Swiss Cheese May Taste Better If It Ages While Listening to Hip Hop – Robb  Report

Where are Americans emigrating to and why?

  • 40% opt for the Western hemisphere — Canada, Central and South America.
  • 26% move to Europe.
  • 14% head to East Asia and the Pacific — think Australia and New Zealand as well as China and Japan.
  • 14% head to the Middle East.
  • 3% travel to Central or South Asia.
  • 3% choose Africa.

In 2015, the most popular countries for expats of all nations to move to are:

  1. Ecuador
  2. Mexico
  3. Malta
  4. Singapore
  5. Luxembourg
  6. New Zealand
  7. Thailand
  8. Panama
  9. Canada
  10. Australia

I’ll take Andre Vltchek’s DV piece, Stop Millions Of Western Immigrants!

Tens of millions of European and North American immigrants, legal and illegal, have been flooding both the cities and countryside in Asia, Latin America, and even Africa.

Western migrantsare charging like bulls and the ground is shaking under their feet; they are fleeing Europe and North America in hordes. Deep down they cannot stand their own lifestyle, their own societies, but you would hardly hear them pronounce it. They are too proud and too arrogant! But, after recognizing innumerable areas of the world as suitable for their personal needs – as safe, attractive and cheap – they simply pack and go!

We are told that some few hundred thousand African and Asian exiles are now causing a great “refugee crises” all over Europe! Governments and media are spreading panic, borders are being re-erected and armed forces are interrupting the free movement of people. But the number of foreigners illegally entering Europe is incomparably smaller than the number of Western migrants that are inundating, often illegally, virtually all corners of the world.

No “secret paradise” can be hidden any longer and no country can maintain its reasonable price structure.
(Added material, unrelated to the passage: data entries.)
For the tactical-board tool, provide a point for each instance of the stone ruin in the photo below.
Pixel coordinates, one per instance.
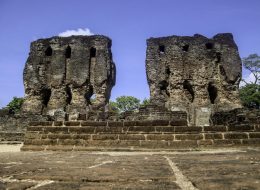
(197, 75)
(194, 97)
(62, 74)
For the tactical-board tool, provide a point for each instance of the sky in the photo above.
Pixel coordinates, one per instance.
(127, 23)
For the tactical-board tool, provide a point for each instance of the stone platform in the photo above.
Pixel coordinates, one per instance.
(136, 135)
(236, 168)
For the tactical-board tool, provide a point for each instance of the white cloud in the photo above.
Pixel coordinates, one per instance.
(77, 32)
(249, 79)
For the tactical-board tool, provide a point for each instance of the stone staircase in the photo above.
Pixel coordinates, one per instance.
(150, 135)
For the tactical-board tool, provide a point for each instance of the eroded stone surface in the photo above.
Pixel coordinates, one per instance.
(194, 74)
(62, 74)
(214, 169)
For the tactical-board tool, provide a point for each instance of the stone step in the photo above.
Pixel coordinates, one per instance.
(59, 137)
(141, 145)
(139, 129)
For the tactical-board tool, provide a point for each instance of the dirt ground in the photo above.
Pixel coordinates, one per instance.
(222, 169)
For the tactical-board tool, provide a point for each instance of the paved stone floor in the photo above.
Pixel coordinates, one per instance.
(237, 168)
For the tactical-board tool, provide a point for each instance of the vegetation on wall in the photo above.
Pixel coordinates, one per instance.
(250, 92)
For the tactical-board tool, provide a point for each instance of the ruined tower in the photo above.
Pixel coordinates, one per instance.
(68, 75)
(194, 74)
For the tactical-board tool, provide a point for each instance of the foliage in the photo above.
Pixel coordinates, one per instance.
(15, 105)
(125, 103)
(252, 63)
(113, 107)
(250, 95)
(145, 102)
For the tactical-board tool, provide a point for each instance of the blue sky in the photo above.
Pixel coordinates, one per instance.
(127, 23)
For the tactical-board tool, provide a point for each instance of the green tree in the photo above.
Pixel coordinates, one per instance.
(15, 105)
(126, 103)
(145, 102)
(252, 63)
(113, 106)
(250, 95)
Potential European,North American and Australian immigrants are determined to enrich themselves by any means, at the expense of local populations.They are constantly searching for bargains: monitoring prices everywhere, ready to move at the spur of the moment, as long as the place offers some great bargains, has lax immigration laws, and a weak legal framework.

Everything pure and untapped gets corrupted. With lightning speed, Western immigrantsare snatching reasonably priced real estate and land. Then, they impose their lifestyle on all those “newly conquered territories”. As a result, entire cultures are collapsing or changing beyond recognition.

So, here we are, the transnational, economies of scale, end of mom and pop shops, with a big fish eats little fish mentality as oppressive as anything the Amazon Publishing, Starbucks Coffee, Well Fargo Banking can deliver us. Pick an industry or service industry, and you can see what monopoly looks like and how each year the shifting baseline moves closer and closer to us being those useless eaters and workers and breathers. Until, taking care of precious children, youth, before and after school, on slippery and icy roads, we get paid as bus drivers less than, well (not to knock people who clean for a living), but toilet and laundry cleaners.

Do your own research — check out the top mining companies, top offensive weapons companies, top lumber companies, top grocery chains, top insurance, top medical services, etc., etc. You end up with fewer choices, bigger barons.

And we aren’t just consumers and marks and interest rates and fines and penalties and fees and closing costs and overdrafts and tickets and maintenance fees and tolls and VATs to them. Each way, each step in this Western Culture, each transaction, each nanosecond that might give “them” a chance at marking us for rip-off, i.e. profits, we become useful idiots and useless everything else.

And we come down to this — public schools, taxpayers, footing the bill for major investment companies that rule the yellow bus mafia?. This is the way of Capitalism. You get $19 an hour driving a bus with school children, but $21 an hour cleaning up after a bunch of beer-drinking, dog-peeing, messy and dirty Air B & B customers.